Powers: Less food, more exercise is good advice for our pets, too
The obesity rate among children, particularly those younger than 5, is increasing. That is rather startling. Just how can that be? Could they be eating junk food?
But I am supposed to be writing a pet column.
The obesity rate among our pets is increasing also. In a recent discussion with my veterinarian — asking if she is seeing more obese dogs and cats, she answered — yes, but she added that the pet owners are often heavier also.
I am afraid that I am rather bold in speaking out when I see a pet that is overweight. It is not that I want to be rude. I am very concerned. Obesity in our pets is as dangerous as it is for us. Many health issues spring from problems of obesity. But when I mention, as gently as possible, that a person’s pet is overweight, their answers are frequently predictable. They say it is the long hair — that is the primary response. Or they will say they have not changed the amount that they feed. Or they tell me that on a recent visit to their vet they were told the weight was fine. If we are honest with ourselves, we know when we are overweight, and we should be able to see when our pet is overweight also.
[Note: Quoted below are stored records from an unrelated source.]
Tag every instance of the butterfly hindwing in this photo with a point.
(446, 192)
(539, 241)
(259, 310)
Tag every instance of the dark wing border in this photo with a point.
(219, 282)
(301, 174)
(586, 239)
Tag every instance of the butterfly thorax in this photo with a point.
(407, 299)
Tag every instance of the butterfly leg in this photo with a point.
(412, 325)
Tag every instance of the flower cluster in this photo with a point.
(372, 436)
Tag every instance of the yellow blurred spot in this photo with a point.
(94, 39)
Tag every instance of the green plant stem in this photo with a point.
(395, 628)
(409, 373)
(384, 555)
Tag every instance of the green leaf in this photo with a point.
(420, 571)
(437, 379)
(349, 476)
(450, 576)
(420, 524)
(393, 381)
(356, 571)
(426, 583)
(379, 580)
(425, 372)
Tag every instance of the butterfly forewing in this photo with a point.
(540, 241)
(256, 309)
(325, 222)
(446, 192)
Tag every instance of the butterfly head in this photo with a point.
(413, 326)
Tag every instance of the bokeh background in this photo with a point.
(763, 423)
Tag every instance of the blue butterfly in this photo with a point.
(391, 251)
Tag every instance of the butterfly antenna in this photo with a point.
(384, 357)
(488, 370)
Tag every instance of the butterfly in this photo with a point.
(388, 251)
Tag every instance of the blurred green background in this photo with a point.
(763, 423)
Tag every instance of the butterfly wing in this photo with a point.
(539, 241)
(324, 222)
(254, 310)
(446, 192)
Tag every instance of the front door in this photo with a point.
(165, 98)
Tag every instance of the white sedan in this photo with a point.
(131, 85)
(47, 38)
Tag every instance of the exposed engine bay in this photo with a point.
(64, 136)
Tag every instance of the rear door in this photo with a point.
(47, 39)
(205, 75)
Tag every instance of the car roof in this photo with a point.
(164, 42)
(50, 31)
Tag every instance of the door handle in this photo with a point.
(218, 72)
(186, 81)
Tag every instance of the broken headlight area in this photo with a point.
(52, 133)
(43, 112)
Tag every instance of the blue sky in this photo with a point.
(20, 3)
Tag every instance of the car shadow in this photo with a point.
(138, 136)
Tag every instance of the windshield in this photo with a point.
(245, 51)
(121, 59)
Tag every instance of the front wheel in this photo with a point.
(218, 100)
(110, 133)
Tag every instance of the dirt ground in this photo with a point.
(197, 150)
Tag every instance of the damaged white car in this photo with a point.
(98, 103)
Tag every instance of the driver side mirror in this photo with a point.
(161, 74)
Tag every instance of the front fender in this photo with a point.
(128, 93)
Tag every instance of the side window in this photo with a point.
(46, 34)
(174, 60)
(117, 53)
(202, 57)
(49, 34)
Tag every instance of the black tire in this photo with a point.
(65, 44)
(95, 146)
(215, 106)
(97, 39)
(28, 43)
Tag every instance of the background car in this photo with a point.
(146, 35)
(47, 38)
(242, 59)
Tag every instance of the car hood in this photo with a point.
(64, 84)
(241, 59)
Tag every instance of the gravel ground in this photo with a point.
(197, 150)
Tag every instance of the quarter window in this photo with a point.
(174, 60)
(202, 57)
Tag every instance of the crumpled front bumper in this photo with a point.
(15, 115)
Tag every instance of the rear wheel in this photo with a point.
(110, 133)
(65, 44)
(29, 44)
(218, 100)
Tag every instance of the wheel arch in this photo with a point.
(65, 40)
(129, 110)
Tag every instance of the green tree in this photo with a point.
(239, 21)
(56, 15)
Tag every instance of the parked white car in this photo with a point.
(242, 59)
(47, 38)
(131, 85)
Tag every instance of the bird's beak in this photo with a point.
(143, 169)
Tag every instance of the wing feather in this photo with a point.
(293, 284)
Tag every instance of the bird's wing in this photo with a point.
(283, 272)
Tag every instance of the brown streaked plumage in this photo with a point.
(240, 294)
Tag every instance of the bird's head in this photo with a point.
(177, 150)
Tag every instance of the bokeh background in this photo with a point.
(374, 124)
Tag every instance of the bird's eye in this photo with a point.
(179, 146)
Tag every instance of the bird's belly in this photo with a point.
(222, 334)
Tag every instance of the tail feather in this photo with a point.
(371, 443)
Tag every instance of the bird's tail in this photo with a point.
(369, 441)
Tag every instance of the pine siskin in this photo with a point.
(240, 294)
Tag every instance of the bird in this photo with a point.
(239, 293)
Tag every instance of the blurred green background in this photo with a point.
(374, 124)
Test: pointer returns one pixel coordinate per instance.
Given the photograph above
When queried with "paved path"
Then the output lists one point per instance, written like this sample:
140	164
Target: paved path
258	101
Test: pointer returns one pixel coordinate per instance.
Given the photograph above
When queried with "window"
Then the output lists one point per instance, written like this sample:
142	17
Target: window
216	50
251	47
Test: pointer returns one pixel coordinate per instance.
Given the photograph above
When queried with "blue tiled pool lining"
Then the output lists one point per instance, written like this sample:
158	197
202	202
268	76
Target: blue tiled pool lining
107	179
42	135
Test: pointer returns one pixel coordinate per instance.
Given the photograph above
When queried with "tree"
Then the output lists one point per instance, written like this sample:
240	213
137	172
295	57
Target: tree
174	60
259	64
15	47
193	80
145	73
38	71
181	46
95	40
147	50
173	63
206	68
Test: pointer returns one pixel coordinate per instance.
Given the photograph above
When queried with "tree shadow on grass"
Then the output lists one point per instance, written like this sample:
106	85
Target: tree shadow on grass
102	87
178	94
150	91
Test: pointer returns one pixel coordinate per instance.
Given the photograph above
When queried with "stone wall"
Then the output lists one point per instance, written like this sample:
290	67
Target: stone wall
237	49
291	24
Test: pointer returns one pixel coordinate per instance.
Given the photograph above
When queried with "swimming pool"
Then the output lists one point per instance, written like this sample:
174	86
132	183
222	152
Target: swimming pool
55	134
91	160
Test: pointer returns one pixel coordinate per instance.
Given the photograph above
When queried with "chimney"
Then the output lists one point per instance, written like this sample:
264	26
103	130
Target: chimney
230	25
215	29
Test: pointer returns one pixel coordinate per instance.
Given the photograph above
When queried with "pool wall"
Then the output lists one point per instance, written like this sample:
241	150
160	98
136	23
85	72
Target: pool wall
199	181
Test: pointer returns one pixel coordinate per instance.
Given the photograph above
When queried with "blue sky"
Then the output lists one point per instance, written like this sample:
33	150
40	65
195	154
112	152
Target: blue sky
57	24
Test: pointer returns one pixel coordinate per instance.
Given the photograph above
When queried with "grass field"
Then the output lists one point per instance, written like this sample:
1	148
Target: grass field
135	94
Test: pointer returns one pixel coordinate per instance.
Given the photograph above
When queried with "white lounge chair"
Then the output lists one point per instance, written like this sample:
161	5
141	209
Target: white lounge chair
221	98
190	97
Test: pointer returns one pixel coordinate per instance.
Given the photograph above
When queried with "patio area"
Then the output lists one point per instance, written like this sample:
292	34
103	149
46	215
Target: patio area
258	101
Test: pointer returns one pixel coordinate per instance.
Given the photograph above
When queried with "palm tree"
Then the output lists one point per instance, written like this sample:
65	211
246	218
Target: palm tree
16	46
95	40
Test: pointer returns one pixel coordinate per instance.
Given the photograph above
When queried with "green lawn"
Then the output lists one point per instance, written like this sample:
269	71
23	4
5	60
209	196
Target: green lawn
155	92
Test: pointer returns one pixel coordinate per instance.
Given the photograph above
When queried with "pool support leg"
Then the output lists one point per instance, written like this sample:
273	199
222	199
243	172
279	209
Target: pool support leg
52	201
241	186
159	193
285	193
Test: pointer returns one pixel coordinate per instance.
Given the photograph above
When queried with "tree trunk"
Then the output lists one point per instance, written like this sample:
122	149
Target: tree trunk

We are aware that if we are overweight, we need to cut back on the amount that we eat — and we need to get out and move around a bit more. That is true for our dogs as well.
Many neighborhoods in the area have restrictions regarding fencing. Lots of people walk their dogs, which is wonderful. But what about those that do not get the exercise that they need. Do they spend their whole lives inside or only allowed in a small fenced area behind the house? That is not a healthy lifestyle.
Walking is a great healthy start for all of us. It is one of the wonderful advantages of having a dog, particularly one who reminds us when it is time for those twice daily walks. But with an overweight dog, a couple of daily walks is just the beginning.
The simple fact is — if our dog is overweight, he is eating too much. We need to cut back on the amount that we feed but also the quantity and quality of treats. There are low calorie treats and dogs generally love carrots.
If a dog is reasonably active, a low calorie diet would not be recommended unless he is extremely obese. A high quality, nutritionally balanced dog food is the best, but the quantity is key. Cut back on the quantity slowly. You do not want him feeing deprived. If you are feeding one cup twice a day, gradually cut it back to three quarters of a cup.
One very important issue here is — always use a measuring cup. That is the only way to be sure of the quantity you are feeding and it is essential when you are trying to cut back.
A dog or cat needs to have a waistline, just like us. Stand over your pet and you should be able to see the wider rib cage and the tapering behind that. You want to be able to feel the ribs, the backbone and the hips but you do not necessarily want to see them.
Think about the deer that are prevalent in the area. Their athletic bodies can leap over a boulder effortlessly. They are certainly examples to all of us — they manage their weight perfectly.
Incidentally, if you are driving and pass a dog walker, please slow down. Please!!